- Open Source Health IT App Development Cuts Back Costs
“Software suppliers often find themselves out of compliance with their open source licensing obligations,” report authors explained. “Suppliers miss or ignore known vulnerabilities because they’re not tracking them or managing dependencies. The impact of not managing third party components creates security problems and legal issues that can put suppliers’ business models at risk.”
The report surveyed over 400 commercial software suppliers and in-house software development teams. Researchers found that 43 percent of respondents did not have open source acquisition or usage policies in place and 19 percent did not know if they had any open source policies in place.
Open source risk can only be reduced if policies are enforced. Organizations without acquisition or usage policies can find themselves at a higher risk of open source security vulnerabilities.
“Open source processes protect products and brand reputation. But, most software and IoT vendors don’t realize there is a problem, so they’re not protecting themselves and their customers,” Flexera Vice President of Product Management Jeff Luszcz said in a statement. “This endangers the entire software supply chain – for the vendors whose products are exposed to compliance and vulnerability risk. And also for their customers who most likely don’t even know they’re running open source and other third-party software, or that it may contain software vulnerabilities.”
The report also shines a light on the confusion many organizations have when it comes to who is responsible for open source security and compliance.

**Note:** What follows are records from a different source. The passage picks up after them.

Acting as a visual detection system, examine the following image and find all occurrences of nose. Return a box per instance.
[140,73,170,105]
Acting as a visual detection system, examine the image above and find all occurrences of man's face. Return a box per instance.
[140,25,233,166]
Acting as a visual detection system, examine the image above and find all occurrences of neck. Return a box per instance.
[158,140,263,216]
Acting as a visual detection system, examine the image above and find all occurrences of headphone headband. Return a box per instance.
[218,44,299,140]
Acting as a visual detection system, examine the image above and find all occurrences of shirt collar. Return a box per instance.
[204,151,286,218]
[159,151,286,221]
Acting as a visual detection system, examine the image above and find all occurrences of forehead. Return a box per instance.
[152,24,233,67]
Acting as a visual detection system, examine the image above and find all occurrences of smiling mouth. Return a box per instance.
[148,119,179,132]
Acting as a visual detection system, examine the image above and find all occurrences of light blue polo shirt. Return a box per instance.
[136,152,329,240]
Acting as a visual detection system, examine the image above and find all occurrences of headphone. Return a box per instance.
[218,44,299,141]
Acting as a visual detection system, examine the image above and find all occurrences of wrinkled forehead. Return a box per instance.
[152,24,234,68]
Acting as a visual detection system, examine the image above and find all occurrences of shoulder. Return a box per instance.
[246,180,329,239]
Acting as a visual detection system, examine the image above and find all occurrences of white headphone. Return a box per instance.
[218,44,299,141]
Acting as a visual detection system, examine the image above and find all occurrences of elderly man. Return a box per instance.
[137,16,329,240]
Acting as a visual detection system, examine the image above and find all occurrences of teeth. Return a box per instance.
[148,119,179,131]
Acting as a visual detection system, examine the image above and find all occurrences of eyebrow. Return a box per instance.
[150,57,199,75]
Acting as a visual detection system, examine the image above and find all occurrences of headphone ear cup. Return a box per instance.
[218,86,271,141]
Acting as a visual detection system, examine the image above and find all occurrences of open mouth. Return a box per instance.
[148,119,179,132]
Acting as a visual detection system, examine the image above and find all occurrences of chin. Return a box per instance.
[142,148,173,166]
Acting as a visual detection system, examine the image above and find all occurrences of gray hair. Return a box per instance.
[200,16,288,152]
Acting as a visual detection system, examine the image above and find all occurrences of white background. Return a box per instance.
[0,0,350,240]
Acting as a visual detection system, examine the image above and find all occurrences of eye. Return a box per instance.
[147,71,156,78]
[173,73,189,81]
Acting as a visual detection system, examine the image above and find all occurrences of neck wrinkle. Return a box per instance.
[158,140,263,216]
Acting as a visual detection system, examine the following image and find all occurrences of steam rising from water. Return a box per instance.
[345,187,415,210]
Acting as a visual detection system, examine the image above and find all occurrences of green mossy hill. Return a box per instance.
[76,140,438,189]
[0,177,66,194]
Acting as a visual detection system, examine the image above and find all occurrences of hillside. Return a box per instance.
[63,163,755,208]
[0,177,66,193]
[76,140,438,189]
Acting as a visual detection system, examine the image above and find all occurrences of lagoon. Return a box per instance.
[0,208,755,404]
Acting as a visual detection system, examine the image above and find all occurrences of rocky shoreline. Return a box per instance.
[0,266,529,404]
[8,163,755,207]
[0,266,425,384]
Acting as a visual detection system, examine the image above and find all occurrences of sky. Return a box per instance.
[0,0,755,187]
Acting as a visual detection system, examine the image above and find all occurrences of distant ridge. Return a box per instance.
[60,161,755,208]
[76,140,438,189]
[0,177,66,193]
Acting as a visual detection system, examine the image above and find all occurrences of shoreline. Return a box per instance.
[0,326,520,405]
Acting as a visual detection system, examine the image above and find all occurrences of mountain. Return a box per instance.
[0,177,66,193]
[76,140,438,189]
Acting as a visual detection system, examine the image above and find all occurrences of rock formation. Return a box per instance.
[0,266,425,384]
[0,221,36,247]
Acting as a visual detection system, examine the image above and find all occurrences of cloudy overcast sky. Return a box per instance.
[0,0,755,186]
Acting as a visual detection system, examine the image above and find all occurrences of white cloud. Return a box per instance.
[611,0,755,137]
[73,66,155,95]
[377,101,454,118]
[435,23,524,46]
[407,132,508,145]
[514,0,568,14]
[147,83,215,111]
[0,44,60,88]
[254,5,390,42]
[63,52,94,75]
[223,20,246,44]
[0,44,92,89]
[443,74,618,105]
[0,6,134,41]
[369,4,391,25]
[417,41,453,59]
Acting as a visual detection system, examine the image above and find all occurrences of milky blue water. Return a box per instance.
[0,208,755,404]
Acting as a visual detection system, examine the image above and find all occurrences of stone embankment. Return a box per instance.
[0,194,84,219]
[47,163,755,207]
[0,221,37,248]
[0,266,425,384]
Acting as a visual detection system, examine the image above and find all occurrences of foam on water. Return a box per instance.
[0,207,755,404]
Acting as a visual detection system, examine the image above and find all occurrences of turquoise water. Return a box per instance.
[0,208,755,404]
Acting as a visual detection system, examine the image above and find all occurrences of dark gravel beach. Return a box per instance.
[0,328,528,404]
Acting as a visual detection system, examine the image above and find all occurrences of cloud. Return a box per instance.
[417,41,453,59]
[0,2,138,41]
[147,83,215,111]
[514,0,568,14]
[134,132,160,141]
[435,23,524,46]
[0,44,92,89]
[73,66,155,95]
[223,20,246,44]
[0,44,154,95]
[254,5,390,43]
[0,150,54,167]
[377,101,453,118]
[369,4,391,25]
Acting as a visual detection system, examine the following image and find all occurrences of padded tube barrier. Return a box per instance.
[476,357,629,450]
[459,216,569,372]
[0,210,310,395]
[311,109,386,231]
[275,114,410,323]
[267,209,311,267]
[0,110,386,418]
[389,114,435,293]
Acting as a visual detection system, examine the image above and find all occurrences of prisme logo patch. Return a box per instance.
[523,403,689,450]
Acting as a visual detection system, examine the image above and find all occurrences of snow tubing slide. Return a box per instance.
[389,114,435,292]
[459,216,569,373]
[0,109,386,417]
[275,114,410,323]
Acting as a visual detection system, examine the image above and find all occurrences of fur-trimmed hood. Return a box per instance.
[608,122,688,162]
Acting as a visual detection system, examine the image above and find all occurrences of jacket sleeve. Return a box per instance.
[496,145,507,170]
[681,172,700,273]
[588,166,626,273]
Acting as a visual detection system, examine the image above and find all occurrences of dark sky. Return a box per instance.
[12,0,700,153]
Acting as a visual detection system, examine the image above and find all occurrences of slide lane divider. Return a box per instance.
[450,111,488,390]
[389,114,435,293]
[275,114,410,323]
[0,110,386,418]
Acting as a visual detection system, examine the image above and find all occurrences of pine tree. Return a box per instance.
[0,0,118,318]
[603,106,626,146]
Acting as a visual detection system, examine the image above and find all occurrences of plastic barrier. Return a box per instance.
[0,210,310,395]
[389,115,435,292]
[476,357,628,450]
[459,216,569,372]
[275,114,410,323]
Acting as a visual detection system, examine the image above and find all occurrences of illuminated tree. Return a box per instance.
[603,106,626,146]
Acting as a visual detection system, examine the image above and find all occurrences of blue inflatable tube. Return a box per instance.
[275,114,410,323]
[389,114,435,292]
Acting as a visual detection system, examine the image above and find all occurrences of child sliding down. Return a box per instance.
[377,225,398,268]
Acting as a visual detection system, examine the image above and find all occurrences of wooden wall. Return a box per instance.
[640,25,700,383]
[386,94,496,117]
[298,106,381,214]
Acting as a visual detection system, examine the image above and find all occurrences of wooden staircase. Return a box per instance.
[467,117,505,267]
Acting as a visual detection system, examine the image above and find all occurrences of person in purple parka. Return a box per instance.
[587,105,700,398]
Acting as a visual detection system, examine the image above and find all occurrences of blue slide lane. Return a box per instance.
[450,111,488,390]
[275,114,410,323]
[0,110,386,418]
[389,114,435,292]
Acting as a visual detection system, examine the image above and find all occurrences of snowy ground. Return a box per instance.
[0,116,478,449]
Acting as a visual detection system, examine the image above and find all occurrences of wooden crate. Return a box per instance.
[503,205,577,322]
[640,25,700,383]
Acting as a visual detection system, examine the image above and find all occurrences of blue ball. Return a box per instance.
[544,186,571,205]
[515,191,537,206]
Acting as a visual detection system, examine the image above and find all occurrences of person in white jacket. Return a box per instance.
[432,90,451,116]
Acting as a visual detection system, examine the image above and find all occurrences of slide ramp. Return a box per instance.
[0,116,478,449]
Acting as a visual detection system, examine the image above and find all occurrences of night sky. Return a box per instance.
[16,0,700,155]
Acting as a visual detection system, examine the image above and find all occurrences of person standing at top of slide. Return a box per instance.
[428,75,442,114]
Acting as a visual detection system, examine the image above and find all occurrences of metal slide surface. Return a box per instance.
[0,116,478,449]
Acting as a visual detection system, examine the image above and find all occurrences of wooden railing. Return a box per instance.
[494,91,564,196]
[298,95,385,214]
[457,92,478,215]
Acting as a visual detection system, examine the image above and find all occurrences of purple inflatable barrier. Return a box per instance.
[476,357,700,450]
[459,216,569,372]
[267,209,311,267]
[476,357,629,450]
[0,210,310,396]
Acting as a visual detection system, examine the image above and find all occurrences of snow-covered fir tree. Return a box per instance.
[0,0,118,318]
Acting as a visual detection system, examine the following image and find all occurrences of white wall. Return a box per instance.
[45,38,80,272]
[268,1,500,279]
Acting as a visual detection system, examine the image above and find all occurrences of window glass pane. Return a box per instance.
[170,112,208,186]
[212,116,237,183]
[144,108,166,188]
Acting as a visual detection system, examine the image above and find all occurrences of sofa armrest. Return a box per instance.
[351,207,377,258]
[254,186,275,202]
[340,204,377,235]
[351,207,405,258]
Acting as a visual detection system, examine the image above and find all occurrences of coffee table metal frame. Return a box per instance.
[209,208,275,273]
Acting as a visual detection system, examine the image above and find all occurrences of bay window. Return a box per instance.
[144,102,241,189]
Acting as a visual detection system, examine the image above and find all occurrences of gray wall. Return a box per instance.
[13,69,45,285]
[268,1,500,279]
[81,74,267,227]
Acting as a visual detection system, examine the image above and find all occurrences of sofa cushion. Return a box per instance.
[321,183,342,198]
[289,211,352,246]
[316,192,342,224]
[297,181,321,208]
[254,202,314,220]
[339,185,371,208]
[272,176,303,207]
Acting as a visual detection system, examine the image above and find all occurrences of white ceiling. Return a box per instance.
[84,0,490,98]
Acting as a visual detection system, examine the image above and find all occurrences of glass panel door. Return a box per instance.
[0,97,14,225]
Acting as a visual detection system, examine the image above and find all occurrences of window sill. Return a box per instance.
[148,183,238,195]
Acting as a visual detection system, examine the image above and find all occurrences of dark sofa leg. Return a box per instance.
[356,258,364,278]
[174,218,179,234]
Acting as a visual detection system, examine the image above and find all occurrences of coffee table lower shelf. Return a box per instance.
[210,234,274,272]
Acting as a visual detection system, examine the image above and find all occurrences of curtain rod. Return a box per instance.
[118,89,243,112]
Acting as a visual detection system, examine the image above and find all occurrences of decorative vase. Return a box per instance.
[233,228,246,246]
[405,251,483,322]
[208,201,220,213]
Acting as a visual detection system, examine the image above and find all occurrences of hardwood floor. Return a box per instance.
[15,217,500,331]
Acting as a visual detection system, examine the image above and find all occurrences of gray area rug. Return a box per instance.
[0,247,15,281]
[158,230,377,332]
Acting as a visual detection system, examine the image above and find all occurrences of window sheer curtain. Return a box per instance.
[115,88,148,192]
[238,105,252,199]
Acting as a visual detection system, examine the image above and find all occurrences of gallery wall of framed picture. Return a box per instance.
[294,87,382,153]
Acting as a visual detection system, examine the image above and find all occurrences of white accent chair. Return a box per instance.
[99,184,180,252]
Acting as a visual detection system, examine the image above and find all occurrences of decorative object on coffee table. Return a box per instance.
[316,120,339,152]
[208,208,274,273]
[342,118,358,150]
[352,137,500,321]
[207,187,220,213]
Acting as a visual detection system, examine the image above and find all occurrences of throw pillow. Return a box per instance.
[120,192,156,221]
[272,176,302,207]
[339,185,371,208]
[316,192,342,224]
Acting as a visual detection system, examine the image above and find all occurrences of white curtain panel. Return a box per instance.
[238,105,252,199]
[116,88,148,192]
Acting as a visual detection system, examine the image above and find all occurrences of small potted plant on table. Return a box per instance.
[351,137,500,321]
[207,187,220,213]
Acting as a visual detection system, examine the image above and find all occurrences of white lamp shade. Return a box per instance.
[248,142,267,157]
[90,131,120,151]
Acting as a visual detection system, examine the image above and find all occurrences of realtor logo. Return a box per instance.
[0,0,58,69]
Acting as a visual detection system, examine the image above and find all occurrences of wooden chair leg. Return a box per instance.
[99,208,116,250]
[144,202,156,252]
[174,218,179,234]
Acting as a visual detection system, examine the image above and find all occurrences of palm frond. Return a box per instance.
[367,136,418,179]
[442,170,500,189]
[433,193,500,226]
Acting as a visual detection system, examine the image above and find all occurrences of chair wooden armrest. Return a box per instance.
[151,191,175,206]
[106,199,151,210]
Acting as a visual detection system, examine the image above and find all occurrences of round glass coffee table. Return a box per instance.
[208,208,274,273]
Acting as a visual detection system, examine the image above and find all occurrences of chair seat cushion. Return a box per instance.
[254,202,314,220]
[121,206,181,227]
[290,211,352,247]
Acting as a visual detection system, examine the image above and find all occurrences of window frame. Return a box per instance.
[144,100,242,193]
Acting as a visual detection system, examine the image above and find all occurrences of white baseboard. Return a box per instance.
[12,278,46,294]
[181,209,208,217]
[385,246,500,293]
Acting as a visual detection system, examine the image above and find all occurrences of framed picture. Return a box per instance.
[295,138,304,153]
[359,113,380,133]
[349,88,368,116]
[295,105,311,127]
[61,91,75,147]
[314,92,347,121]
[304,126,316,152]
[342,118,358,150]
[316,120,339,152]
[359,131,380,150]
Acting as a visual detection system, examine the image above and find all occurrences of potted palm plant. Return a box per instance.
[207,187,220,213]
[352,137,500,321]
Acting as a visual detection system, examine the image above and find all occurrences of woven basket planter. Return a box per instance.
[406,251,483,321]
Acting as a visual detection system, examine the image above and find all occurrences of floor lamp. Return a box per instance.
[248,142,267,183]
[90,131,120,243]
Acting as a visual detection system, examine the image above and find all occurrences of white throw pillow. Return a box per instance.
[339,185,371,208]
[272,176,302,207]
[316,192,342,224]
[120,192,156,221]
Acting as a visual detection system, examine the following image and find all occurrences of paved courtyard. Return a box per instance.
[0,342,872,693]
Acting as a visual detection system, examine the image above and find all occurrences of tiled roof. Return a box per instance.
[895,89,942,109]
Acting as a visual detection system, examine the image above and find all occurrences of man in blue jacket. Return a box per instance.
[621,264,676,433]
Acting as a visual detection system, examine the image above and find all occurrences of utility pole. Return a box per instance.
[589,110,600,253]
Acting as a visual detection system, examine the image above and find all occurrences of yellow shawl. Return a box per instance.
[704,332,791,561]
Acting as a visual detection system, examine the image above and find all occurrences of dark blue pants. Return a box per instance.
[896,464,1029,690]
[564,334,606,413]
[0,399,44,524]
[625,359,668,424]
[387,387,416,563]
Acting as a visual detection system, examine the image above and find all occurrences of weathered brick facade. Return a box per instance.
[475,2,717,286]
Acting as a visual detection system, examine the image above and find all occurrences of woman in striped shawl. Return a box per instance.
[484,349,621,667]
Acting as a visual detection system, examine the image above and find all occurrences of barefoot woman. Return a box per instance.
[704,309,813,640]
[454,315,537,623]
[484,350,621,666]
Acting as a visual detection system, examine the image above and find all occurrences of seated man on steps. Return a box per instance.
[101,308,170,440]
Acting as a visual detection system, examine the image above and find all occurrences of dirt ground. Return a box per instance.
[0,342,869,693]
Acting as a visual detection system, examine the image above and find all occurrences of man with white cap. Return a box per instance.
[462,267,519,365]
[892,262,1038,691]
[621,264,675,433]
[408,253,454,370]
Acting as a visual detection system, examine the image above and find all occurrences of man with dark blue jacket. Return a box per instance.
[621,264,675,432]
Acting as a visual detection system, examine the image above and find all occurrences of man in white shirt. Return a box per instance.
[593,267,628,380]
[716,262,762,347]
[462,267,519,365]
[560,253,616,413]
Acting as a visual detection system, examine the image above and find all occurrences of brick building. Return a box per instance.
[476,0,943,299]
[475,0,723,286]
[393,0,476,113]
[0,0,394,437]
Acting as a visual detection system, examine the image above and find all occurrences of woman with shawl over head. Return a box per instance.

Twenty-eight percent of respondents said that responsibility lies with the engineering team while 18 percent said that no one within their organization was responsible. Twenty-one percent said they didn’t know who was in fact responsible, with only 12 percent reporting that they have an open source review board.
Conflicting or unknown responses to who is responsible for open source security and compliance can seriously jeopardize PHI.
Open source is too important to the future of technological development to be left by the wayside in favor of technology that’s considered more secure. The contribution organizations make to open source code allows other entities to adopt new technology faster to improve workflow and increase patient experience.
“In the coming years, open source will unlock new technologies in the Cloud and IoT space – creating billions in value. The need of the hour is visibility and compliance without burden,” said report authors. “Discovering issues earlier in the DevOps cycle means less impact on development and meeting business deadlines.”
“Equate finding licensing irregularities or potential security vulnerabilities to finding a bug in a software application. The earlier it’s discovered, the less expensive and impactful it is to correct.”
The report advised organizations to take steps to ensure that open source risk is managed to prevent potential security breaches. Researchers suggested that entities educate all IT staff on the basics of open source compliance management.
The report also recommended that organizations set up an Open Source Review Board to set specific policies, keep track of licensing and security events, and provide advise IT staff on their training and knowledge.
Processes and policies also need to be implemented to emphasize compliance with all open source licenses being used. Those processes and policies also need to focus on designing and executing a way to discover new vulnerabilities that need to be patched when the software is updated.